As was recently revealed at a gathering of volcanologists in Portland, the Yellowstone supervolcano appears to take a just a few decades or so to prime itself for an eruption. That, believe it or not, is good news, but a little context is needed to explain why.
Whether you like it or not, Yellowstone will erupt again – and right now, the odds of a cataclysmic blast taking place this year are around one-in-730,000. These are low odds, sure, but it’s more likely than you winning the lottery.
Yellowstone also happens to be one of the most potentially destructive volcanoes on the planet. It contains enough magma to fill up 14 Grand Canyons right to the top, and some day – unless NASA’s thought experiment involving freezing the magma chamber becomes a reality – it will almost certainly smother much of North America.
Although it’s engaged in a fair few lava flow sessions, scientists are understandably keen to focus a good chunk of their research on its three supereruptions, which took place 2.1 million, 1.3 million, and 630,000 years ago. These all produced enormous cauldrons as the magma chambers explosively depressurized, with one of them – the first – producing 2,500 times more volcanic debris than the 1980 blast at Mount St. Helens.
A bunch of volcanologists, led by Hannah Shamloo, a graduate student at Arizona State University, recently examined the remains of the most recent supereruption.
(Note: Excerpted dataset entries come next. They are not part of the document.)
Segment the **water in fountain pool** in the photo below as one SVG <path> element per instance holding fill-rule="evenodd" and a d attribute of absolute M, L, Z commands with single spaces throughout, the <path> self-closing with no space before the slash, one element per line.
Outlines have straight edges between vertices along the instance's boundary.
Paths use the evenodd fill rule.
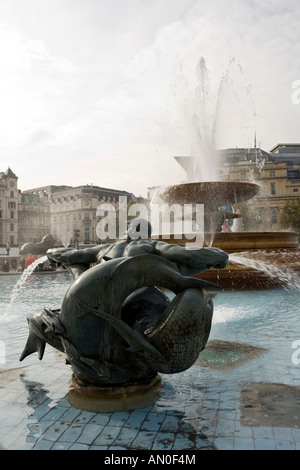
<path fill-rule="evenodd" d="M 2 276 L 1 290 L 5 295 L 0 299 L 0 341 L 5 344 L 6 364 L 1 365 L 1 368 L 20 367 L 19 357 L 28 336 L 26 316 L 44 307 L 59 308 L 71 282 L 69 273 L 29 276 L 25 281 L 26 288 L 19 292 L 10 305 L 9 315 L 5 315 L 16 278 Z M 220 291 L 213 293 L 213 296 L 214 316 L 210 339 L 246 343 L 273 351 L 271 356 L 263 355 L 266 360 L 273 361 L 270 362 L 270 371 L 276 361 L 279 364 L 277 373 L 278 367 L 284 367 L 286 373 L 287 368 L 293 366 L 292 344 L 300 340 L 298 289 Z M 54 354 L 52 348 L 47 347 L 43 362 L 47 363 L 51 354 Z M 21 367 L 36 361 L 36 355 L 32 355 L 21 363 Z M 41 367 L 44 369 L 45 365 Z"/>
<path fill-rule="evenodd" d="M 40 260 L 43 262 L 43 258 Z M 28 336 L 27 316 L 45 307 L 59 308 L 71 284 L 67 272 L 31 276 L 34 266 L 29 268 L 18 280 L 16 276 L 1 276 L 0 341 L 5 344 L 7 368 L 19 366 Z"/>

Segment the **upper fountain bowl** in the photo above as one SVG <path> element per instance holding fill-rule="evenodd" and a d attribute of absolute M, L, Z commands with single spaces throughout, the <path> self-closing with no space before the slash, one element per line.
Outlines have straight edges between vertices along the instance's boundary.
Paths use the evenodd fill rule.
<path fill-rule="evenodd" d="M 183 183 L 166 188 L 162 198 L 170 204 L 205 204 L 216 209 L 256 196 L 260 186 L 248 181 L 204 181 Z"/>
While picking through the so-called Lava Creek Tuff, which was spread across about half of the entire contiguous US, they found a select few resilient crystals that first formed within the magma chamber itself. As they each solidified at different points during the magma’s lifespan, the chemistry trapped within them can reveal to volcanologists exactly how the magma chamber evolved over time.
They indicated that the trigger in the case of the most recent supereruption was an injection of fresh magma beneath Yellowstone. This gave the pre-existing magma more thermal energy, along with a lot more dissolved gas, both of which dramatically increased the chamber’s internal pressure to the point of paroxysm in just a decade or two.
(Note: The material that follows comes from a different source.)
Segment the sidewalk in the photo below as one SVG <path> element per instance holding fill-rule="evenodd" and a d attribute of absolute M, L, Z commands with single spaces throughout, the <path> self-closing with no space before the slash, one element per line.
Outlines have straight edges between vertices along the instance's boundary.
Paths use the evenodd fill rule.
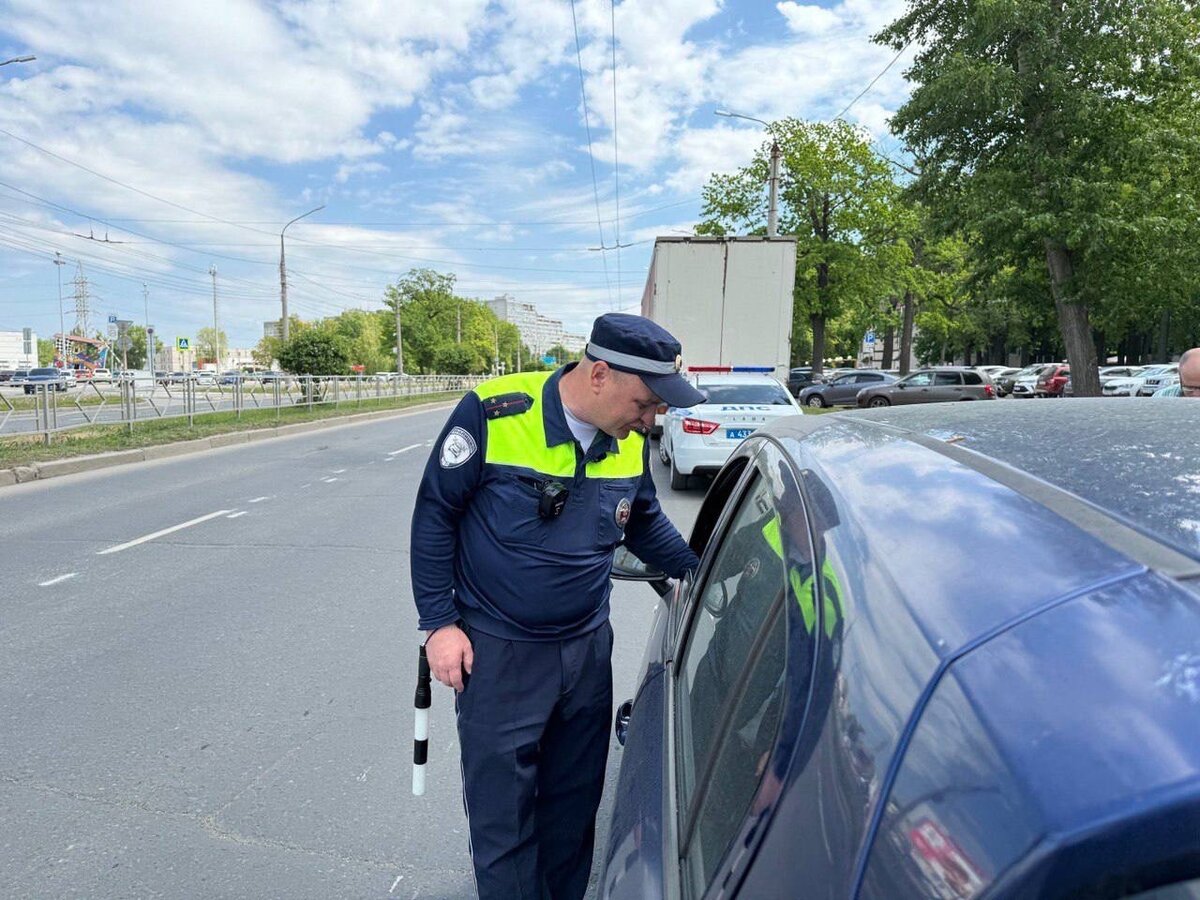
<path fill-rule="evenodd" d="M 290 437 L 291 435 L 304 434 L 309 431 L 320 431 L 326 428 L 340 428 L 347 425 L 361 424 L 373 419 L 387 419 L 411 415 L 413 413 L 429 412 L 434 409 L 450 409 L 456 402 L 458 401 L 438 400 L 397 409 L 383 409 L 374 412 L 354 413 L 347 416 L 334 416 L 326 419 L 317 419 L 312 422 L 295 422 L 289 425 L 272 425 L 266 428 L 254 428 L 247 431 L 231 431 L 198 440 L 155 444 L 149 447 L 138 447 L 133 450 L 117 450 L 111 453 L 96 453 L 90 456 L 73 456 L 47 462 L 34 462 L 26 466 L 13 466 L 12 468 L 0 469 L 0 488 L 14 484 L 26 484 L 30 481 L 38 481 L 45 478 L 57 478 L 60 475 L 76 475 L 80 472 L 92 472 L 112 466 L 151 462 L 156 459 L 168 459 L 173 456 L 184 456 L 188 453 L 215 450 L 220 447 L 231 447 L 237 444 L 249 444 L 273 438 Z"/>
So why is all this good news? Well a previous attempt to clarify how long it takes a supervolcano to “arm” itself came to the conclusion that it’s no more than a year. If this new study is more on the money, then it means we have 10 times longer to prepare ourselves if – and this is a big if – we know it’s coming.
To be honest, though, previous estimates on various supervolcanoes have ranged from 10,000 years to no more than 12 months. It's not even clear what kind of eruption the next one will be, and it's more likely to be a lava flow and not a cataclysmic supereruption based on its volcanic history. So really, who knows at this point?